Chief Justice ABM Khairul Haque on Sunday formed a five-judge committee to prevent corruption in the Supreme Court.
Justice Surendra Kumar Sinha, a judge of the Appellate Division of the Supreme Court, has been appointed head of the committee, said a release signed by the Supreme Court’s information officer, Anisur Rahman.
The rest of the committee comprises four judges of the High Court — Justices Mohammad Anwarul Haque, AKM Fazlur Rahman, Moyeenul Islam Chowdhury and Hasan Foez Siddique.
The committee has been asked to find out the causes behind the victimization of justice seekers and corruption including delay in disposal of the cases in the Supreme Court and, if possible, to identify the people involved in corruption, said the release.
According to the release, the committee has also been asked to recommend remedies.
It is likely to hold its first meeting today, said a Supreme Court official.
The committee was formed in line with the announcement of the chief justice at the full-court meeting of all Supreme Court judges on January 20 that such a measure would be taken, the SC’s deputy registrar, Md Badrul Alam Bhuiyan, told reporters after the meeting.
The announcement was made after the submission of the report of the five-judge committee formed to evaluate the household survey report of the Transparency International Bangladesh which had found that the public regarded the judiciary as the most corrupt service sector in the country.
Badrul said that the committee submitted the report to the chief justice on January 18.
The evaluation report was posted on the Supreme Court’s website on January 20.
The chief justice on 30 December, 2010 formed the committee of senior High Court judges comprising Justices MA Wahhab Miah, Nazmun Ara Sultana, M Imman Ali, Syed Mahmud Hossain and Sheik Rezowan Ali to make an assessment of the TIB’s survey.
‘The TIB’s report is nothing but propaganda,’ observed the judges in the evaluation report. ‘We had hoped that the report of the internationally reputed TIB would help us identify the persons in the judiciary involved in corruption, but our hope has not been fulfilled.’
The people involved in preparing the TIB’s report, in spite of being highly educated, have showed utter lack of responsibility by terming most corrupt the judiciary, including the higher judiciary, without any accurate and reliable information, they said.
The evaluation committee on January 13 held a meeting with TIB’s top bosses — chairman M Hafiz Uddin Khan and executive director Iftekharuzzaman — at the Judges’ Lounge in the Supreme Court.
According to the questionnaires distributed to the households and their answers, copies of which were submitted to the committee, the people, by whom the justice seekers were victimized and whom they had to bribe, were mainly lawyers, their clerks and touts, the evaluation report noted.

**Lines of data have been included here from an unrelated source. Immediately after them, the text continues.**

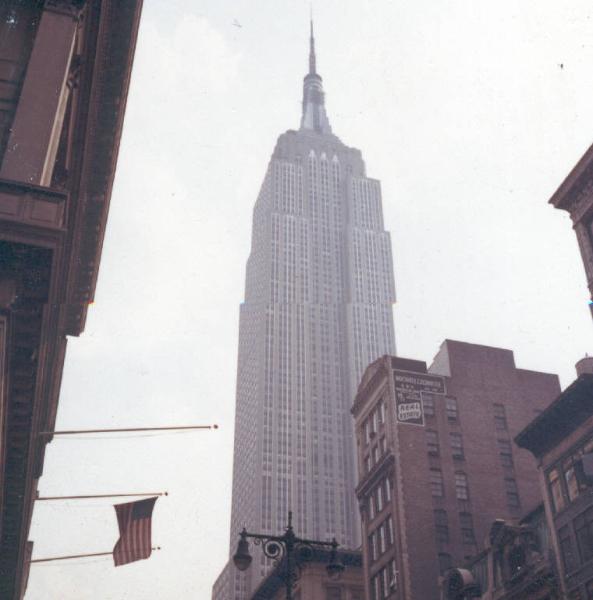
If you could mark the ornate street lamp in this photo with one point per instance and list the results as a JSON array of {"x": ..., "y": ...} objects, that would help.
[{"x": 291, "y": 550}]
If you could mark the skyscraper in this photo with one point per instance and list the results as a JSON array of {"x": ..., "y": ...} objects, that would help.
[{"x": 318, "y": 309}]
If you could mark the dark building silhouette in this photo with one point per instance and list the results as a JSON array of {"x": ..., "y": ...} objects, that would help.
[
  {"x": 64, "y": 74},
  {"x": 437, "y": 461},
  {"x": 517, "y": 563}
]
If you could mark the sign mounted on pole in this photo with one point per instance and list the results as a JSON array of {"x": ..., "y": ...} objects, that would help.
[{"x": 409, "y": 388}]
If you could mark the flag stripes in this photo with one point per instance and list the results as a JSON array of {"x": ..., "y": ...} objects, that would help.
[{"x": 135, "y": 529}]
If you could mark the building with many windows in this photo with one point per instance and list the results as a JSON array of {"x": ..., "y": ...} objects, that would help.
[
  {"x": 318, "y": 306},
  {"x": 437, "y": 461},
  {"x": 561, "y": 438}
]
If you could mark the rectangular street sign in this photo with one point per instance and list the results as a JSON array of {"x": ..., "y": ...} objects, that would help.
[{"x": 406, "y": 380}]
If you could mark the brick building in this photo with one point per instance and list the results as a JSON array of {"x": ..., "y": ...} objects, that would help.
[
  {"x": 575, "y": 195},
  {"x": 561, "y": 438},
  {"x": 314, "y": 582},
  {"x": 436, "y": 461},
  {"x": 64, "y": 75},
  {"x": 517, "y": 563}
]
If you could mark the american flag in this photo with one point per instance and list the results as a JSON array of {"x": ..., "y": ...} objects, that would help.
[{"x": 135, "y": 522}]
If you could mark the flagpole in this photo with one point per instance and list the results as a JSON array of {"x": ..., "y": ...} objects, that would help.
[
  {"x": 78, "y": 556},
  {"x": 85, "y": 497},
  {"x": 128, "y": 429}
]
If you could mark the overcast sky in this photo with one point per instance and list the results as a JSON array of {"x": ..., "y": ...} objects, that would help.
[{"x": 471, "y": 113}]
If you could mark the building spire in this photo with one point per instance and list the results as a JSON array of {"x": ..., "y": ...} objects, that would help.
[{"x": 314, "y": 116}]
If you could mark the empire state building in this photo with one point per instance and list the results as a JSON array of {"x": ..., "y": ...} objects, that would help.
[{"x": 318, "y": 309}]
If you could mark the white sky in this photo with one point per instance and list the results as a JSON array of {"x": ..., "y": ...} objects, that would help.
[{"x": 461, "y": 108}]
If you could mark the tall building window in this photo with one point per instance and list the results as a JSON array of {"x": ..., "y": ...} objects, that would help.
[
  {"x": 432, "y": 442},
  {"x": 428, "y": 405},
  {"x": 451, "y": 408},
  {"x": 500, "y": 418},
  {"x": 555, "y": 487},
  {"x": 566, "y": 550},
  {"x": 583, "y": 528},
  {"x": 456, "y": 444},
  {"x": 506, "y": 453},
  {"x": 379, "y": 497},
  {"x": 467, "y": 528},
  {"x": 387, "y": 490},
  {"x": 436, "y": 483},
  {"x": 461, "y": 487},
  {"x": 512, "y": 493},
  {"x": 441, "y": 524}
]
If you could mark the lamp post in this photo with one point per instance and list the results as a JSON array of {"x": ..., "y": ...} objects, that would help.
[{"x": 291, "y": 550}]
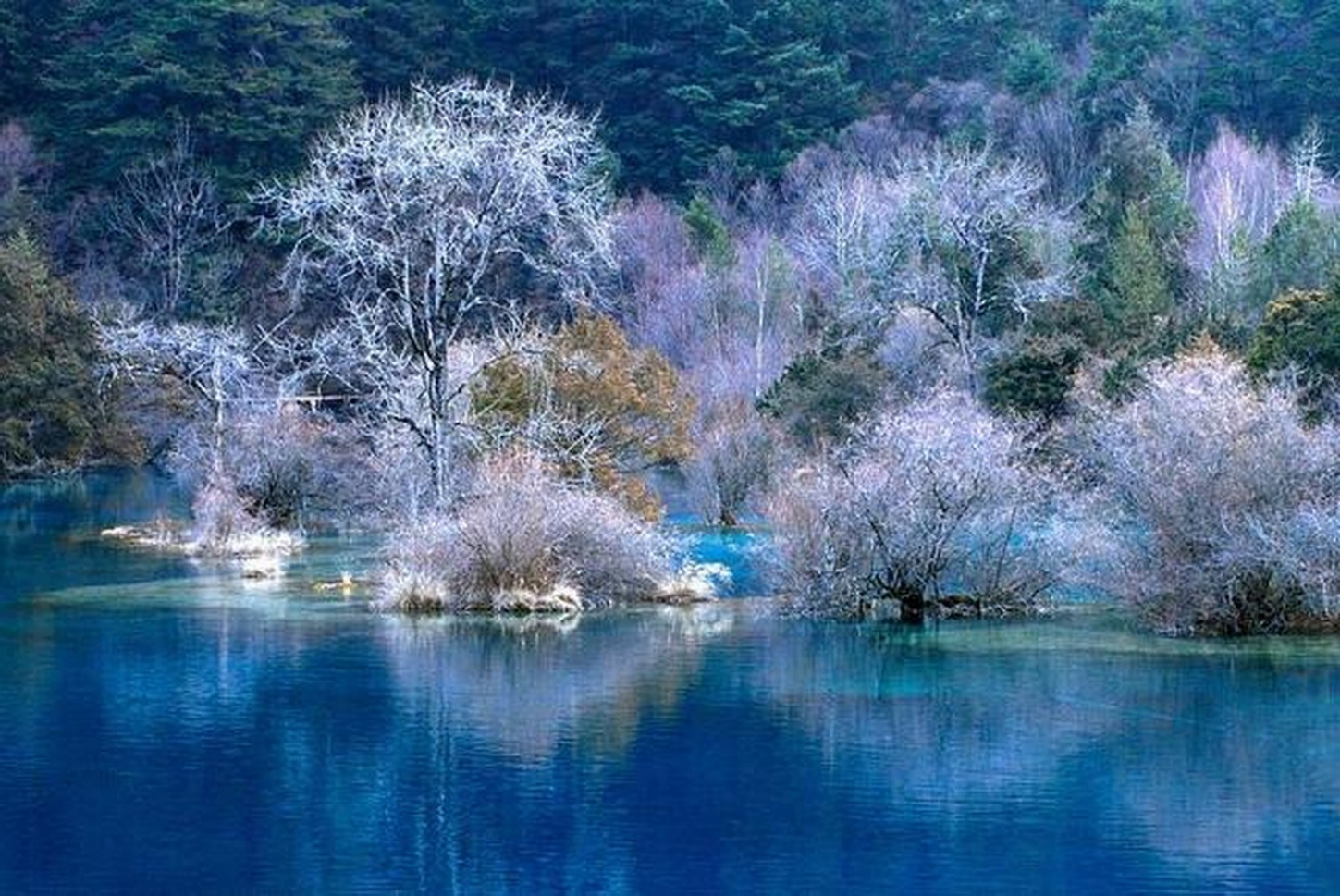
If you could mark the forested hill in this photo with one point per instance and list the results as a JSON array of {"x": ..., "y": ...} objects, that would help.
[{"x": 104, "y": 83}]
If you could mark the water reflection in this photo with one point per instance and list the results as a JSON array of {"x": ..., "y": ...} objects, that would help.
[{"x": 182, "y": 730}]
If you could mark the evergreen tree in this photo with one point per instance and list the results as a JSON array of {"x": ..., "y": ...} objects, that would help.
[
  {"x": 252, "y": 78},
  {"x": 48, "y": 400},
  {"x": 1139, "y": 226}
]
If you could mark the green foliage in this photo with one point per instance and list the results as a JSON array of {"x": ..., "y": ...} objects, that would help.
[
  {"x": 1127, "y": 35},
  {"x": 252, "y": 78},
  {"x": 1032, "y": 70},
  {"x": 1139, "y": 227},
  {"x": 1301, "y": 252},
  {"x": 1301, "y": 330},
  {"x": 48, "y": 399},
  {"x": 590, "y": 376},
  {"x": 1139, "y": 299},
  {"x": 1035, "y": 381},
  {"x": 823, "y": 394},
  {"x": 678, "y": 82}
]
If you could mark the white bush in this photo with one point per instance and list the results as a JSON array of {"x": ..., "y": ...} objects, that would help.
[
  {"x": 936, "y": 508},
  {"x": 527, "y": 541},
  {"x": 1230, "y": 519}
]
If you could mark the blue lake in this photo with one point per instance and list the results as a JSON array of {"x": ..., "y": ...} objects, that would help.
[{"x": 167, "y": 728}]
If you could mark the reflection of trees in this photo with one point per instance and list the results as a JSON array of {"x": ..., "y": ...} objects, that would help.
[
  {"x": 1202, "y": 757},
  {"x": 510, "y": 729},
  {"x": 531, "y": 686}
]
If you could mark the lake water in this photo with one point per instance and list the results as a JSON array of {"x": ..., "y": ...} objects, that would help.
[{"x": 166, "y": 728}]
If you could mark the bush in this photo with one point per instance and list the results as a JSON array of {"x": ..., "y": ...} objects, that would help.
[
  {"x": 525, "y": 541},
  {"x": 1230, "y": 520},
  {"x": 936, "y": 509}
]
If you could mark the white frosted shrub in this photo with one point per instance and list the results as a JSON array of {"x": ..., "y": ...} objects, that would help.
[
  {"x": 936, "y": 509},
  {"x": 1229, "y": 499},
  {"x": 525, "y": 541}
]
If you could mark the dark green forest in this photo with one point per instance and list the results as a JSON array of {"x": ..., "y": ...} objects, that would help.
[
  {"x": 104, "y": 83},
  {"x": 904, "y": 278}
]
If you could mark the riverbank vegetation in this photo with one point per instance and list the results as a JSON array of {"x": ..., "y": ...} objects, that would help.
[{"x": 967, "y": 304}]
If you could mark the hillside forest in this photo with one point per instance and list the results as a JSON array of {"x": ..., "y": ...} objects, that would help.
[{"x": 967, "y": 304}]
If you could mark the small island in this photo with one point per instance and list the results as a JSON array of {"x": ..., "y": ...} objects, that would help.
[{"x": 624, "y": 398}]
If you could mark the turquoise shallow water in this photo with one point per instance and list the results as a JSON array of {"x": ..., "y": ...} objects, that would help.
[{"x": 167, "y": 728}]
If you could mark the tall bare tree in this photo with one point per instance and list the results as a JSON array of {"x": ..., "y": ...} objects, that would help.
[
  {"x": 170, "y": 215},
  {"x": 427, "y": 209}
]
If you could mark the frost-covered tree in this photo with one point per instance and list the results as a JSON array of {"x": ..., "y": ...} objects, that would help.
[
  {"x": 1229, "y": 499},
  {"x": 432, "y": 212}
]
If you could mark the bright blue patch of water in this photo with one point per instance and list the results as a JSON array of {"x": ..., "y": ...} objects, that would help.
[{"x": 172, "y": 729}]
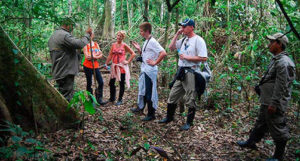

It said the TIB’s bosses had told the committee that by ‘judiciary’ they meant judges, lawyers, clerks and touts. However, according to the evaluation report, they later realised that lawyers, their clerks and touts were not part of the judiciary.
According to the evaluation report, the TIB’s bosses had told the committee that the families surveyed had not been asked to submit any documents of the lawsuits for which they had been harassed or had to give bribes. They had no details of the families harassed by the ‘judiciary’ excepting their identities recorded in coded numbers.
The TIB’s bosses also told the committee that they had not identified the judges, lawyers, clerks and touts who had been bribed, said the report.
When the TIB’s bosses claimed that international standards had been maintained in carrying out their survey, the committee asked them about the basis of the international standards.
The TIB’s bosses told the committee that a three-stage stratified cluster sampling, which is known as Integrated Multi-Purpose Sampling Frame, was followed in the survey.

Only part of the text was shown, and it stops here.